My mother died only recently of stomach cancer, while I was writing this book. In her last months, and even in her last days, my mother showed me and my family ample evidence of the difference between dying and being dead. She became stronger as she became weaker, becoming increasingly generous and wise with me and my relatives, and with a host of new and old friends, in ways that she was unable to be while she was more fully alive.
This stunning emergence of a kinder and wiser person from out of the dying body of my mother came to a halt only in her last few days, when the pain of her tumor began to require such high doses of morphine that she was unable to speak with any lucidity. Even then, she clearly accepted her death, said good-bye, and died peacefully. She might have lived a few months longer if she had elected to have her stomach removed. But she argued, and I as her co-trustee had to agree, that she was entitled to spend her last months as fully functional as possible, and that an operation at her age—in her early 80s, and with a bad aortic valve—would likely leave her an invalid. In lieu of an operation, she arranged for home hospice care, and she got just what she had asked for.
Hospice care is still controversial at many major medical centers today because its goal is not to provide good treatment for the dying, but to provide a good death. At their best, hospices excel at delivering what they promise: control over pain, dignity to the end, and the assurance that no one need spend their last moments alone.

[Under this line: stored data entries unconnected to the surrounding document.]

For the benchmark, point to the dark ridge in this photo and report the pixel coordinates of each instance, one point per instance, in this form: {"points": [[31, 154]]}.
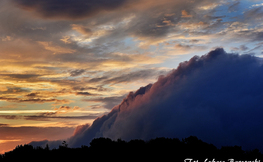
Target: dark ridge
{"points": [[188, 149]]}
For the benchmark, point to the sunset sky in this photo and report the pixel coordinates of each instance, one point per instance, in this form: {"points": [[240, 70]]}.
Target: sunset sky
{"points": [[66, 62]]}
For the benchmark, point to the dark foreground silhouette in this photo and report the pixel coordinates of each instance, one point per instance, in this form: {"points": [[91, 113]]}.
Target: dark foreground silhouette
{"points": [[165, 149]]}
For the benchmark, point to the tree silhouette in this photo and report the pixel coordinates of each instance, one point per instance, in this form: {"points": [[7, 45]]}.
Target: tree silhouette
{"points": [[161, 149]]}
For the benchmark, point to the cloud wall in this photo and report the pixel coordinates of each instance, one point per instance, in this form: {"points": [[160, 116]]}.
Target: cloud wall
{"points": [[216, 97]]}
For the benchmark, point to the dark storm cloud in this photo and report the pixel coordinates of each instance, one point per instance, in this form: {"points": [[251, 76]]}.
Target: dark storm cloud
{"points": [[126, 77], [216, 97], [69, 9], [109, 102]]}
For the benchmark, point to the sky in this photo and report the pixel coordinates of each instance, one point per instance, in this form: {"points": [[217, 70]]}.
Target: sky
{"points": [[64, 63]]}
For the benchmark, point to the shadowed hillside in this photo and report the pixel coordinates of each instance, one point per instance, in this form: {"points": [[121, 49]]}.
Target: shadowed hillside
{"points": [[155, 149]]}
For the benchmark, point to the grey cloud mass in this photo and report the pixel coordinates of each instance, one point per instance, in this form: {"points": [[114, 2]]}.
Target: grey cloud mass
{"points": [[69, 9], [216, 97]]}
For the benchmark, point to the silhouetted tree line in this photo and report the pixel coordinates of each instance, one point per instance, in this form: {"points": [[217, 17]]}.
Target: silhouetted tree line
{"points": [[156, 149]]}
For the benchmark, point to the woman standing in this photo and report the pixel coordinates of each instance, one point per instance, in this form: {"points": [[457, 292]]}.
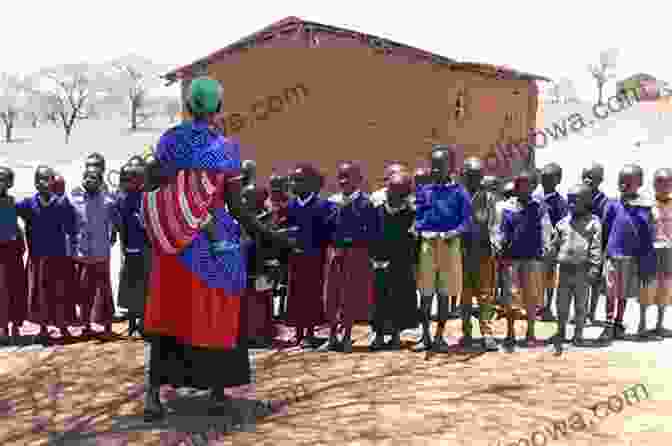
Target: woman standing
{"points": [[192, 213]]}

The current response of science to the dying reflects my own attitudes during those decades that I worked in my lab. It goes something like this: "You have had the misfortune to be born too soon to benefit from science's ever-deeper comprehension of nature. That is too bad, but since we can know how everything works, certainly one day we will know how to keep a death like yours from happening. Until then, you will understand if we do not spend much time on the relatively uninteresting matter of how it is to die."

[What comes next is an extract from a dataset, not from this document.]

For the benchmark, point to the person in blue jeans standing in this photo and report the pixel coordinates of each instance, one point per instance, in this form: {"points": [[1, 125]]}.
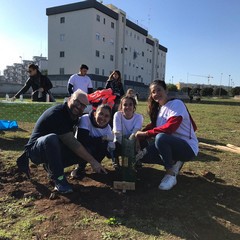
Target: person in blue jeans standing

Today, medical scientists treat aging, dying, and death with equally fastidious disdain, as if they were all somehow intrinsically uninteresting. If they are as frightened of death as everyone else, then their disdain for aging, death, and dying is a prophecy that keeps them from confronting their own fears. A good deal of interesting science awaits scientists who are able to admit their fears of death, and look beyond their fears to study dying on its own terms.
There is a realistic scientific agenda for the period that ensues from the moment when there is nothing that medical science can do to stop death from coming until the moment of death. It is to understand the mind and the body well enough to keep both as free of pain, and as free of isolation, as possible. Science can complement the work of a hospice by providing it with new tools to accomplish these ends. After my mother died, I found this agenda clearly laid out in the Talmud—an early text, one that comes from a nonscientific tradition, quite different from the Greek tradition out of which my science had grown.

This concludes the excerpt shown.